Mais pour contrer cette tendance, explique Misikir, des organisations de formation au journalisme dotées de bureaux locaux, comme UNE FOIS et IMSbien qu’ils ne soient plus présents sur le terrain. En outre, elle affirme que des événements régionaux et internationaux tels que la Conférence africaine sur le journalisme d’investigation (AIJC) et la Conférence mondiale sur le journalisme d’investigation (GIJC) peuvent commencer à former la prochaine génération d’enquêteurs. (Dans le cadre de cette sensibilisation, GIJN a traduit certaines de ses ressources en amhariquela langue officielle de l’Éthiopie.)

Selon elle, ces forums permettent un partage de connaissances crucial et même des collaborations transfrontalières entre journalistes de la région et du monde entier. Ils ont joué un rôle essentiel dans le soutien et la relance du journalisme d’investigation en Éthiopie, malgré les nombreux défis auxquels il est confronté. Et elle ajoute : « Il y a des lueurs d’espoir. »

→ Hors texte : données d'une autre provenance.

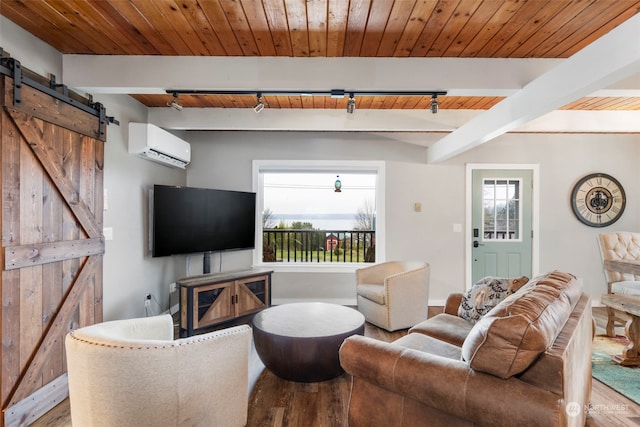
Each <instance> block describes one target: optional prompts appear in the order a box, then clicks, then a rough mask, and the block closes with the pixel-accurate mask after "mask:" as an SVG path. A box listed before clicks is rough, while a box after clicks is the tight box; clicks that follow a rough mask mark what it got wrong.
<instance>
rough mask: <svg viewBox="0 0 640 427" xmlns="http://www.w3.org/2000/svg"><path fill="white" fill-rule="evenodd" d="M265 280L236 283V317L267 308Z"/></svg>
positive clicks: (264, 278) (262, 279) (268, 289)
mask: <svg viewBox="0 0 640 427" xmlns="http://www.w3.org/2000/svg"><path fill="white" fill-rule="evenodd" d="M267 280H268V279H267V278H266V277H260V278H254V279H249V280H242V281H240V280H239V281H237V282H236V295H238V301H237V303H238V304H237V305H236V315H237V316H243V315H245V314H249V313H253V312H254V311H258V310H261V309H263V308H266V307H267V301H268V298H269V295H268V292H269V287H268V282H267Z"/></svg>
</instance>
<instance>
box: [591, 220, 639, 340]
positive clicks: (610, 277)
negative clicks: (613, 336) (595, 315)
mask: <svg viewBox="0 0 640 427" xmlns="http://www.w3.org/2000/svg"><path fill="white" fill-rule="evenodd" d="M598 243H599V247H600V255H601V257H602V262H603V263H604V261H629V260H630V261H640V233H633V232H629V231H618V232H615V233H603V234H600V235H599V236H598ZM603 271H604V277H605V280H606V281H607V292H608V293H610V294H621V295H635V296H637V297H638V298H640V275H634V274H631V273H621V272H619V271H614V270H608V269H607V268H604V266H603ZM627 320H629V315H628V314H627V313H624V312H620V311H617V310H614V309H612V308H610V307H607V328H606V330H607V335H609V336H614V335H615V332H614V326H615V322H623V323H624V322H626V321H627Z"/></svg>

Par exemple, elle note une enquête récente et détaillée menée par Le journalistequi a creusé dans Activités d’extraction d’or illicites dans la région du Tigré, déchirée par la guerreLe rapport s’est concentré sur la destination de l’or de contrebande, principalement les Émirats arabes unis, en établissant un parallèle entre les sites miniers du Tigré et les tristement célèbres sites de diamants du sang du Congo. Cette comparaison a souligné la présence de militants armés et le contrôle qu’exerceraient les responsables militaires sur ces opérations minières.

Elle reconnaît néanmoins que certains problèmes structurels continuent de faire obstacle au journalisme de surveillance, qu’il s’agisse d’un public très partisan qui rejette rapidement les reportages critiques, d’un gouvernement opaque qui refuse de publier des données et des statistiques clés ou des coûts supplémentaires associés aux reportages à long terme. À titre personnel, elle cite une enquête en cours sur laquelle elle travaille depuis six mois avec plusieurs collègues. Ils n’ont cependant pas encore publié le rapport, en raison d’un manque frustrant d’accès à l’information et du manque de réactivité des informateurs potentiels qui craignent des répercussions.

Aller de l’avant

Il est clair que la polarisation du paysage médiatique en Éthiopie a placé la profession – et le journalisme d’investigation en particulier – dans une position très difficile. Malgré cela, certains professionnels s’efforcent de maintenir l’intégrité et l’équilibre dans leur travail. Les événements internationaux et les formations au journalisme d’investigation fournissent à ces journalistes de nouvelles techniques, qu’ils tentent de mettre en œuvre malgré l’environnement hostile. Cependant, les journalistes craignent toujours d’être injustement catalogués en fonction de leur appartenance ethnique ou religieuse, ce qui les dissuade de s’engager dans le journalisme d’investigation. Le gouvernement exacerbe cette polarisation.

La renaissance et la valorisation du journalisme d’investigation en Éthiopie nécessiteront des investissements considérables et des interventions multidimensionnelles. Une éducation plus rigoureuse, des efforts plus importants pour enrayer la polarisation et une formation intensive à l’éducation aux médias – sur le lieu de travail et en dehors – sont essentiels pour créer les conditions d’une amélioration de la liberté de la presse et de la reddition de comptes. Pour un pays qui jouera un rôle déterminant dans l’avenir du continent, il est essentiel que le journalisme d’investigation survive.


Photo de Kelly via Pexels.

Cette histoire était publié à l’origine sur GINE et republié sur IJNet avec permission.